通常の魔弾では鎧に防がれる。もっと細く、鋭く…。
「貫く」
引き金を引く。すると、魔銃の銃口から鋭く細い針のような魔弾が放たれ、鎧を貫き、そのまま貫通する。するとその貫通したスケルトンウォーリアーがガシャァンと音を立てて崩れ落ちた。
『おお!倒した!』
『魔弾を細く鋭くすることで貫通させてその魔弾で魔石を撃ちぬいたんだな』
『ほえー、そんなことできるんだ』
『魔石は壊れないからな。だからぶつかるとそのままはじかれて崩れ落ちたんだろう』
「みらいさんナーイス!そのまま後方にいる奴お願いねー」
「任せて!」
後方から襲い掛かってくるスケルトンウォーリアーをみらいが撃ちぬきつつ、リルとシェルフはそのまま戦闘を続けた。

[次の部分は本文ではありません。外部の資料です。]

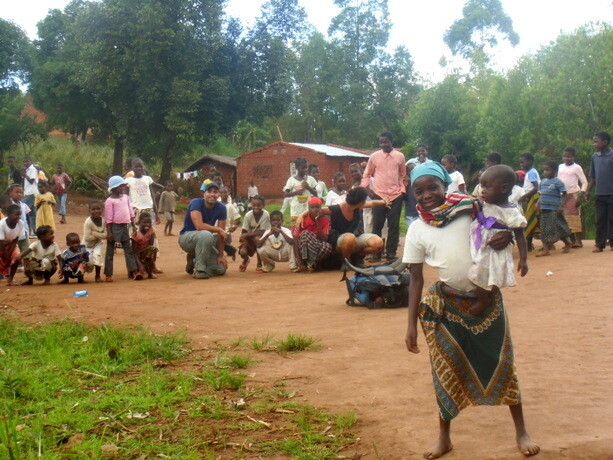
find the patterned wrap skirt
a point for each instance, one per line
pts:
(471, 355)
(553, 226)
(572, 213)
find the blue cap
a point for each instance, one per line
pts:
(205, 187)
(116, 181)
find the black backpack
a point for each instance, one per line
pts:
(380, 286)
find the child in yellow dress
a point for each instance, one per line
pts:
(44, 202)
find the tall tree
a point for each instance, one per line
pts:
(482, 25)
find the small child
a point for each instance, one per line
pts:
(119, 215)
(322, 189)
(450, 163)
(94, 234)
(44, 202)
(337, 194)
(143, 245)
(233, 220)
(75, 259)
(551, 206)
(139, 189)
(168, 205)
(494, 269)
(42, 258)
(256, 222)
(276, 245)
(5, 202)
(16, 193)
(11, 229)
(299, 188)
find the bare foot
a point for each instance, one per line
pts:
(527, 446)
(439, 449)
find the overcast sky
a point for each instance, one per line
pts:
(418, 25)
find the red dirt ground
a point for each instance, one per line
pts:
(560, 324)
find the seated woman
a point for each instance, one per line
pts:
(346, 234)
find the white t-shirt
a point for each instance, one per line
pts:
(335, 198)
(458, 179)
(298, 203)
(447, 249)
(40, 253)
(278, 241)
(31, 189)
(8, 234)
(140, 194)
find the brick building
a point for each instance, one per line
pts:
(269, 167)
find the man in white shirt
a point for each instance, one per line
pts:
(30, 190)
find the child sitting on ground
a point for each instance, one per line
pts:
(11, 228)
(276, 245)
(94, 234)
(119, 215)
(494, 269)
(41, 259)
(336, 195)
(551, 208)
(168, 205)
(143, 245)
(75, 259)
(256, 222)
(44, 202)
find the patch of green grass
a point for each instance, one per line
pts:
(295, 343)
(71, 390)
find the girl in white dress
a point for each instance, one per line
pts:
(494, 269)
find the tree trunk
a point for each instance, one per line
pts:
(166, 168)
(118, 157)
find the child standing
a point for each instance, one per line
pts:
(16, 194)
(471, 354)
(299, 188)
(42, 258)
(530, 197)
(75, 259)
(551, 206)
(450, 163)
(44, 202)
(119, 215)
(143, 244)
(256, 222)
(139, 189)
(168, 205)
(11, 229)
(494, 269)
(276, 245)
(94, 233)
(337, 194)
(61, 183)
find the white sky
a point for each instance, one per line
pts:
(419, 25)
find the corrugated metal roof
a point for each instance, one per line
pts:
(330, 150)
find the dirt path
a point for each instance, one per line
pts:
(560, 324)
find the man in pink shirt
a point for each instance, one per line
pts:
(387, 168)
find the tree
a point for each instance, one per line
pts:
(482, 25)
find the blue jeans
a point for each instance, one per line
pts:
(29, 200)
(61, 202)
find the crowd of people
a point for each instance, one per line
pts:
(467, 239)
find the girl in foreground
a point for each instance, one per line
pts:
(471, 355)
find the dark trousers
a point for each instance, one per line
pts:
(604, 220)
(379, 214)
(121, 234)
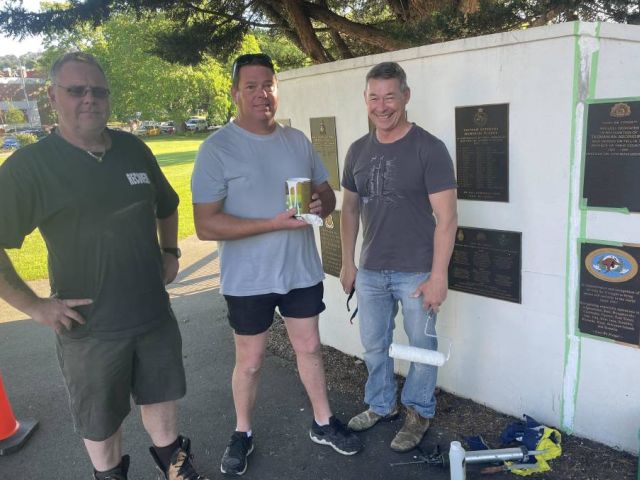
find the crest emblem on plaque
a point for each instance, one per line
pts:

その後何度かスケルトン系統と接敵し、撃退しつつも問題なく進んでいく。
「にしても、骨ばっかりだねー」
「アンデットってスケルトンしかいないの?」
『このダンジョンは上層はスケルトン、中層からゾンビ、下層にゴーストって感じで三つに分かれているんだ』
「へー、じゃあ今回は上層をメインに回る予定だからスケルトンばっかりになりそうだね」
「だねー」
そんな話をしながら探索していると。
『ごめん!クロウさんいる!?』
焦ったような様子のリスナーがあらわれた。
『お?』
『なんだなんだ?』
『いるけどどうしたー?』
「何かあったの?」
『こういうのここで言うのはルール違反だとわかっているけど助けてほしいんだ!』
「助けるって?」
不穏な様子のコメントにみらい達の表情が険しくなる。